Taxonomic References
Dlussky, 1983: 67 (genera and species key); Bolton, 1995b: 9 (catalogue); Bolton, 2003: 73, 259 (diagnosis, synopsis); LaPolla, et al. 2013: 618 (discussion); Borysenko, 2017: 17 (synonymy).
Taxonomic Notes
Bolton (2003):
- (i) Characters used in the diagnosis are entirely plesiomorphic with respect to all other subfamilies of Formicidae.
- (ii) Grimaldi, Agosti & Carpenter (1997) excluded *armaniines from Formicidae primarily because no metapleural gland is visible, but considering that all *armaniine fossils are merely impressions in rock this is hardly surprising. While it cannot conclusively be proved by individual characters whether the *armaniines should or should not be included in Formicidae, their descriptions and illustrations are of decidedly ant-like entities. Because the females combine prognathous heads and ant-like venations with the presence of a differentiated petiolar segment and the possibility of mass nuptial flights it seems reasonable to regard them as a subfamily of admittedly very basal ants, perhaps the (currently paraphyletic) sister-group of all other formicids.
- (iii) The presence or absence of a trochantellus in this group remains equivocal; it is absent in all extant Formicidae.
Description
Bolton (2003) - Mandible bidentate. Head prognathous. Scape very short, funiculus long and flexuous. Venation ant-like (note 1). Waist of one poorly separated segment (petiole), posteriorly very broadly articulated with abdominal segment III (first gastral). No constriction present between abdominal segments III and IV (i.e. segment IV without differentiated presclerites) (note 2). Sting present.
Notes
- (1) Cross-veins 3rs-m and 2m-cu are absent from the forewing. Basically the *armaniine forewing has exactly the same pattern of veins and cells as do generalised extant species of Ponerini, Platythyreini and Myrmeciini, and some species of *Sphecomyrmini.

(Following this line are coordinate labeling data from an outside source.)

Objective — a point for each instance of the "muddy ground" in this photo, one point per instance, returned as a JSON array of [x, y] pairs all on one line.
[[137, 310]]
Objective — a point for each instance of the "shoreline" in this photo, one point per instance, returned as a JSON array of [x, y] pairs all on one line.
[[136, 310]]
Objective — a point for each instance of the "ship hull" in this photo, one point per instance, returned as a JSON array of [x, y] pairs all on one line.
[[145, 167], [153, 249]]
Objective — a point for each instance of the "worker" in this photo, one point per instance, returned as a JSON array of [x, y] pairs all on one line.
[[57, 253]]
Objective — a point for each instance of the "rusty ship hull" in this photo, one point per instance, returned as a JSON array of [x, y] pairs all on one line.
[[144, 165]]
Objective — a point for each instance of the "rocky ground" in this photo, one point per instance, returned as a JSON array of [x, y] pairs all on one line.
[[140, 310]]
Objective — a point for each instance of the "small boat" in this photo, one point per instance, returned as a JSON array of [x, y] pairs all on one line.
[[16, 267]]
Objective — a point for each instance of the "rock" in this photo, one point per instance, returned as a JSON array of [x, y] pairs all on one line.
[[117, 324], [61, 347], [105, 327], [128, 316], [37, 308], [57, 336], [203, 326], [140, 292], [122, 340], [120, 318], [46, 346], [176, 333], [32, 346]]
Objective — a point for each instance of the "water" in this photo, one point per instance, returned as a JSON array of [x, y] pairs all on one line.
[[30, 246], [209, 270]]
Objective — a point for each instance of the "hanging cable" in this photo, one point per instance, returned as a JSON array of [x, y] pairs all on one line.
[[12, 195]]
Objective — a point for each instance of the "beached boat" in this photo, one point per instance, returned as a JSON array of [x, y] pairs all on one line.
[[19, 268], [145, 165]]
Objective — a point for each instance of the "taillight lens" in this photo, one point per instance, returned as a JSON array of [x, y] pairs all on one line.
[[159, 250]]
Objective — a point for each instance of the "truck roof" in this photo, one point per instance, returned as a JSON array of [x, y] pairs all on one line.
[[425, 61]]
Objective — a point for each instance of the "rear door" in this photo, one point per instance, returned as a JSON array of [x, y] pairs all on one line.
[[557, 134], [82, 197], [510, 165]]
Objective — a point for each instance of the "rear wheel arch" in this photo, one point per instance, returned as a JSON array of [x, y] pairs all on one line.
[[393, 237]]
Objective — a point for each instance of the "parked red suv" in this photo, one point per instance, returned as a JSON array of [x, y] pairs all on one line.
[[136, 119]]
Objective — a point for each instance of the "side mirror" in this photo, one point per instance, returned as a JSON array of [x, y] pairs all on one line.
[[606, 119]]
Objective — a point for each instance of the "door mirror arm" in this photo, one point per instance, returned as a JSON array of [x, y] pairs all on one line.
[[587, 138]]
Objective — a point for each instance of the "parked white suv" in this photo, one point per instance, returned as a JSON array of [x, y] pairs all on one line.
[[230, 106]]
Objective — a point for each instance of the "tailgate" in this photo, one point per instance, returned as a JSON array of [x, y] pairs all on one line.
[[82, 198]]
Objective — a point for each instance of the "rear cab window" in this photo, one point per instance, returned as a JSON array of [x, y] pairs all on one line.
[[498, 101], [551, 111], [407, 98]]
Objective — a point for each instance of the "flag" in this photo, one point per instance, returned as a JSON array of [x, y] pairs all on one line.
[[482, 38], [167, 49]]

- (2) Discussions of fossil taxa, and sometimes of extant forms, often refer to the presence or absence of a constriction between abdominal segments III and IV. When a constriction is present it superficially appears to be between the two segments, but in fact is between the presclerites and postsclerites of abdominal segment IV and happens to be visible because the posterior margin of segment III overlaps the presclerites of IV, but not the postsclerites or the girdling constriction that separates them. Thus, "constriction present" is usually another way of saying that abdominal segment IV has strongly differentiated presclerites.
References
- Barden, P., Hollister W.H., Grimaldi, D.A. 2017. A new genus of hell ants from the Cretaceous (Hymenoptera:Formicidae: Haidomyrmecini) with a novel head structure. Systematic Entomology 42:837-846.
- Bolton, B. 2003. Synopsis and classification of Formicidae. Memoirs of the American Entomological Institute 71:1-370.
- Borysenko, L.H. 2017. Description of a new genus of primitive ants from Canadian amber, with the study of relationships between stem- and crown-group ants (Hymenoptera: Formicidae). Insecta Mundi 570: 1–57.
- Dlussky, G.M. 1983. A new family of Upper Cretaceous Hymenoptera: An "Intermediate link" between the Ants and the Scolioids. Paleontological Journal 17(3):63-76
- Dlussky, G.M. 1999. The first find of the Formicoidea (Hymenoptera) in the lower Cretaceous of the northern hemisphere. Paleontological Journal 33: 274–277.
- Grimaldi, D., Agosti, D., Carpenter, J.M. 1997. New and rediscovered primitive ants (Hymenoptera, Formicidae) in Cretaceous amber from New Jersey, and their phylogenetic relationships. American Museum Novitates 3208: 1–43.
- LaPolla, J.S., Dlussky, G.M., Perrichot, V. 2013. Ants and the Fossil Record. Annual Review of Entomology 58: 609–630.
- Ward, P.S. 2007. Phylogeny, classification, and species-level taxonomy of ants (Hymenoptera: Formicidae). Zootaxa 1668: 549–563.
- Wilson, E.O. 1987. The earliest known ants: an analysis of the Cretaceous species and an inference concerning their social organization. Paleobiology 13: 44–53.